Artificial Sweeteners Implicated in Dangerous Gut Changes

Certain gut bacteria may induce metabolic changes following exposure to artificial sweeteners

Date: September 17, 2014 Source: Weizmann Institute of Science

This image depicts gut microbiota.

Credit: Weizmann Institute of Science

Artificial sweeteners — promoted as aids to weight loss and diabetes prevention — could actually hasten the development of glucose intolerance and metabolic disease, and they do so in a surprising way: by changing the composition and function of the gut microbiota

Artificial Sweeteners Induce Glucose Intolerance By Altering The Gut Microbiota

Nature (2014) doi:10.1038/nature13793

Received 27 March 2014 Accepted 28 August 2014

Published online 17 September 2014


Non-caloric artificial sweeteners (NAS) are among the most widely used food additives worldwide, regularly consumed by lean and obese individuals alike.

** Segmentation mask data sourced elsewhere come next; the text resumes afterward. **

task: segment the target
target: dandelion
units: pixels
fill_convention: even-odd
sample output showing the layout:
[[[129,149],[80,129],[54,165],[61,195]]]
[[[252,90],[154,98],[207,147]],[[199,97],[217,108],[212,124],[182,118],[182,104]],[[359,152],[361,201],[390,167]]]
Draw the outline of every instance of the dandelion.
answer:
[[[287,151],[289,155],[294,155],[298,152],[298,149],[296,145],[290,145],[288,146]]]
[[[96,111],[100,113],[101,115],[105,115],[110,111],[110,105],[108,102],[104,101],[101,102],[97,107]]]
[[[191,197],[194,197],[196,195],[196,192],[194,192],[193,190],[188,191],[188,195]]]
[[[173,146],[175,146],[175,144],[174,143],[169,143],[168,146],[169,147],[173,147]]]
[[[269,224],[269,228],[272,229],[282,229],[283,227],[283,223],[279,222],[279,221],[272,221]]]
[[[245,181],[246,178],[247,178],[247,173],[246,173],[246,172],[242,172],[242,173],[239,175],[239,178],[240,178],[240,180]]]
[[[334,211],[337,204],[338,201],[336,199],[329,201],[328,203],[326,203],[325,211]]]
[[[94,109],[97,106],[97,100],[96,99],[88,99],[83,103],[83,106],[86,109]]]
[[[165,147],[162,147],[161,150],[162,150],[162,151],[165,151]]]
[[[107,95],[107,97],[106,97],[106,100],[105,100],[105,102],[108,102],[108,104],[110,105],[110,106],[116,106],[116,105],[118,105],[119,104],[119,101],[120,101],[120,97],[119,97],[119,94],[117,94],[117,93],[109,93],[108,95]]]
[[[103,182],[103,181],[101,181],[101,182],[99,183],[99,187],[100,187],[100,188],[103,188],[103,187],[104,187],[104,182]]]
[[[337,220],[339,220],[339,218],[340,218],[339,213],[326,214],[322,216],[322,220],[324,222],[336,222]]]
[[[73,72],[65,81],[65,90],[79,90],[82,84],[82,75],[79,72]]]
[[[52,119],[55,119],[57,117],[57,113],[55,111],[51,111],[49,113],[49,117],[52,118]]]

NAS consumption is considered safe and beneficial owing to their low caloric content, yet supporting scientific data remain sparse and controversial. Here we demonstrate that consumption of commonly used NAS formulations drives the development of glucose intolerance through induction of compositional and functional alterations to the intestinal microbiota.

These NAS-mediated deleterious metabolic effects are abrogated by antibiotic treatment, and are fully transferrable to germ-free mice upon faecal transplantation of microbiota configurations from NAS-consuming mice, or of microbiota anaerobically incubated in the presence of NAS.

We identify NAS-altered microbial metabolic pathways that are linked to host susceptibility to metabolic disease, and demonstrate similar NAS-induced dysbiosis and glucose intolerance in healthy human subjects.

Collectively, our results link NAS consumption, dysbiosis and metabolic abnormalities, thereby calling for a reassessment of massive NAS usage.